Mann’s Yahweh has an uneasy relationship to his heavenly retinue, who resent the creation of man and who sense that their ambivalent God seeks to improve himself by becoming more conscious through awareness of human suffering. The Yahwist has no such illusions about a maturing Godhead. In Exodus 4:24 Yahweh attempts to murder poor Moses when the reluctant prophet is asleep at a night encampment in the Negev on his way back to Egypt. No justification or explanation is provided. Yahweh’s dreadful intention is particularly abominable since Moses gave in after his sensible attempt to evade his election by Yahweh. Neither we nor Moses ever come to understand why Yahweh has chosen him, let alone the sudden will to murder him in the wilderness night.
5.
Mann’s beautiful Prelude to Joseph and His Brothers is titled “Descent into Hell,” but that is another irony since the actual immersion is into the primordial past. In section 8 of the Prelude, Mann identifies his Joseph with the myth of the primal man—gnostic, hermetic, kabbalistic—who was both androgynous and divine, and who fell in love with his own watery reflection, and so fell indeed, outward and downward into our material world of space and time. Mann speaks of this man, who will become his Joseph, as a “narcissistic image so full of tragic charm.” He might be speaking of himself, now that the homoerotic secret of his own life has been divulged to his admirers, though Death in Venice and other masterworks by him should have informed us in any case.

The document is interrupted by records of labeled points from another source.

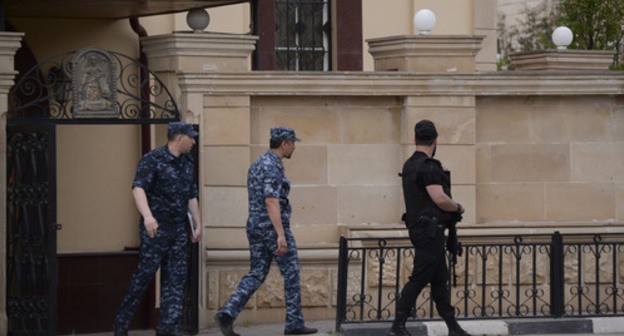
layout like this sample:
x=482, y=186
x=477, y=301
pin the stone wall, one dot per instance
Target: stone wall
x=548, y=159
x=522, y=148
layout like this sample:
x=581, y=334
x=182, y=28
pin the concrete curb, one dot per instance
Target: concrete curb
x=601, y=325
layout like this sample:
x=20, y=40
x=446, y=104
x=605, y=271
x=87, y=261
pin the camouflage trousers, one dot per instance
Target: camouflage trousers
x=262, y=248
x=169, y=251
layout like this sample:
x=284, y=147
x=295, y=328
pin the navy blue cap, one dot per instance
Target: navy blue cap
x=178, y=127
x=283, y=133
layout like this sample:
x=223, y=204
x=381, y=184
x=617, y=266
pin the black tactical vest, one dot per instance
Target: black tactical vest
x=417, y=200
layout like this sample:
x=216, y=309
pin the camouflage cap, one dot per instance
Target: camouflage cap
x=283, y=133
x=178, y=127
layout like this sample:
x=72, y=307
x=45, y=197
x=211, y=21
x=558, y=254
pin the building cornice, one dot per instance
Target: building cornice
x=540, y=83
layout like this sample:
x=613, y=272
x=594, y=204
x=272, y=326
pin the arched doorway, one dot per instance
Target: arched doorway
x=73, y=93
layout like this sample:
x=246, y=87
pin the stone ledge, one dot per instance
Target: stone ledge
x=497, y=327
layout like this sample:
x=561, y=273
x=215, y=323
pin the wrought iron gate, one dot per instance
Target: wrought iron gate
x=42, y=97
x=31, y=230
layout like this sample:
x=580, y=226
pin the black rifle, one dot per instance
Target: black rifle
x=453, y=247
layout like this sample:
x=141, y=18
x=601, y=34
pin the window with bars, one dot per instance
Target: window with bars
x=302, y=35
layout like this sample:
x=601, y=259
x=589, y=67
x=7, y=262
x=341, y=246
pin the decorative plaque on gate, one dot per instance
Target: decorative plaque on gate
x=93, y=85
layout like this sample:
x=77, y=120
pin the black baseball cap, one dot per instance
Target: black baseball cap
x=178, y=127
x=425, y=130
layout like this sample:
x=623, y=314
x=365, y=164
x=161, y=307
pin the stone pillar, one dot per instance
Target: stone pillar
x=485, y=12
x=425, y=53
x=9, y=43
x=455, y=120
x=561, y=60
x=224, y=122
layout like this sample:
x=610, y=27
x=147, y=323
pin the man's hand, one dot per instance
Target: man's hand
x=282, y=245
x=151, y=226
x=196, y=234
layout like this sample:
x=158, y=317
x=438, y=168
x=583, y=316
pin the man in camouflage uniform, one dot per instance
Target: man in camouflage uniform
x=269, y=235
x=164, y=191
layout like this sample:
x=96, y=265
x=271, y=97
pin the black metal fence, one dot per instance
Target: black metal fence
x=497, y=276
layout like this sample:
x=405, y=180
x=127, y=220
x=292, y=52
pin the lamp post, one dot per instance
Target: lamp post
x=562, y=37
x=198, y=19
x=424, y=20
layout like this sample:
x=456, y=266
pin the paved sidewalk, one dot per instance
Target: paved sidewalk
x=611, y=326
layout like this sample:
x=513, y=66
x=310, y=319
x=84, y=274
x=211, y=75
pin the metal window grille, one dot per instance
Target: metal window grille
x=302, y=35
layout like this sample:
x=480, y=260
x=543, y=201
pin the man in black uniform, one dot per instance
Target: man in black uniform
x=429, y=210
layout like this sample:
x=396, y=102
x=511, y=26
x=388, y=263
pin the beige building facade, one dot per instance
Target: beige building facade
x=530, y=151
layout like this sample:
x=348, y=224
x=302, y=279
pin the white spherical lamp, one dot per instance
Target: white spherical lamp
x=424, y=20
x=562, y=37
x=198, y=19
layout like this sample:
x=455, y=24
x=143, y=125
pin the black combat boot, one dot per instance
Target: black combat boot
x=454, y=328
x=398, y=326
x=224, y=321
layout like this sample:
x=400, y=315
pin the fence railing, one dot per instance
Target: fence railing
x=497, y=276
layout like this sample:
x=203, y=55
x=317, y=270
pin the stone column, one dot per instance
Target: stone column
x=425, y=53
x=455, y=120
x=485, y=12
x=224, y=122
x=9, y=43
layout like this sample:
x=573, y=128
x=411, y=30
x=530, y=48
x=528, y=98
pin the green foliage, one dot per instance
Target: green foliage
x=596, y=24
x=532, y=33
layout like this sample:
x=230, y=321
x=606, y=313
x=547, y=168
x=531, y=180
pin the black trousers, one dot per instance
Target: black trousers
x=429, y=268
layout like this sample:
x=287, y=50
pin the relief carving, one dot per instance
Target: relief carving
x=93, y=83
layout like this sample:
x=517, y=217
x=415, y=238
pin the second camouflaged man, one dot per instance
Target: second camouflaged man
x=269, y=235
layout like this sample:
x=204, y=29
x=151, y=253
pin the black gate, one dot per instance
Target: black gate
x=42, y=97
x=31, y=231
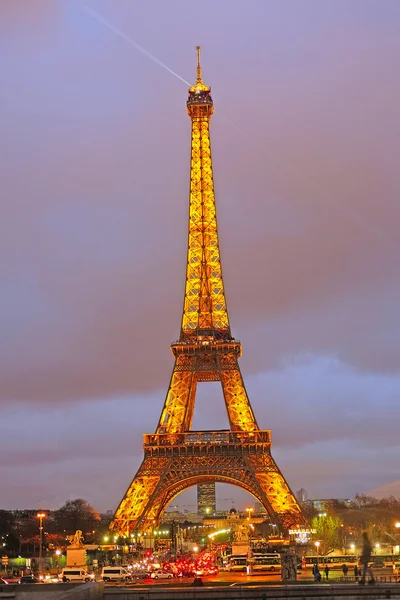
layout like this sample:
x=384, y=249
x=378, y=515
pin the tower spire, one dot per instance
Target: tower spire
x=199, y=78
x=175, y=456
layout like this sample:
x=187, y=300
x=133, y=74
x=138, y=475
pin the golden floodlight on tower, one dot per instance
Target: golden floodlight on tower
x=175, y=456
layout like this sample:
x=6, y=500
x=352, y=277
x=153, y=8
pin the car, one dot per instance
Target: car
x=141, y=575
x=161, y=575
x=29, y=579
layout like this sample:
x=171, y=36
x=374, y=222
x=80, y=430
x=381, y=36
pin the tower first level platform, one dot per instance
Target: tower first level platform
x=175, y=457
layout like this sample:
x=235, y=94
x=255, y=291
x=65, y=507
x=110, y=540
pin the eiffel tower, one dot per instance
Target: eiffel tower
x=175, y=457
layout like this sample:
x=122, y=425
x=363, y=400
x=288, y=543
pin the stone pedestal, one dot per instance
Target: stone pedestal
x=76, y=557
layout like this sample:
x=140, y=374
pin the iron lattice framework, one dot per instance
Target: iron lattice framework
x=175, y=457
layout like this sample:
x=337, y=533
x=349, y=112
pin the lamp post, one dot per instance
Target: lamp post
x=317, y=545
x=397, y=525
x=40, y=516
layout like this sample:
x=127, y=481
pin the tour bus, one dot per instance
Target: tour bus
x=237, y=562
x=351, y=560
x=75, y=574
x=265, y=562
x=333, y=562
x=115, y=574
x=258, y=562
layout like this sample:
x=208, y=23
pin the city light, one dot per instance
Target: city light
x=40, y=516
x=211, y=535
x=249, y=511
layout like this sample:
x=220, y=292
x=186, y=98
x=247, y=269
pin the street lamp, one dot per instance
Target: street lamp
x=40, y=516
x=317, y=545
x=249, y=511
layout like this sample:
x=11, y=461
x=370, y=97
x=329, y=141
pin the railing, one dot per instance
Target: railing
x=197, y=438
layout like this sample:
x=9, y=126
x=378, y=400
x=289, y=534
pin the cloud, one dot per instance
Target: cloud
x=332, y=431
x=94, y=217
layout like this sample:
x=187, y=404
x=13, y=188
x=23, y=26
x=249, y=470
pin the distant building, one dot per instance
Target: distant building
x=326, y=504
x=259, y=509
x=302, y=495
x=206, y=504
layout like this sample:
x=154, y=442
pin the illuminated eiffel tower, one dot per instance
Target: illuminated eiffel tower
x=175, y=457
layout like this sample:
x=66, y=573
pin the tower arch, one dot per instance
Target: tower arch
x=206, y=351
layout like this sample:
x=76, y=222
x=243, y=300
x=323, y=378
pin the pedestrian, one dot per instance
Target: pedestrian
x=316, y=573
x=365, y=560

The Hebrew Bible could not be clearer that the four-letter YHWH is God’s true name, since it is employed more than six thousand times. Yahweh must be a very old name, since it is what the God is called in the great war song of Deborah and Barak (Judges, Chapter 5), which may go back to the twelfth century before the Common Era. No one could call Yahweh a “narcissistic image so full of tragic charm.” He is a whirlwind, a fire, a battle cry, himself a man of war, and most himself when uttering rhetorical questions.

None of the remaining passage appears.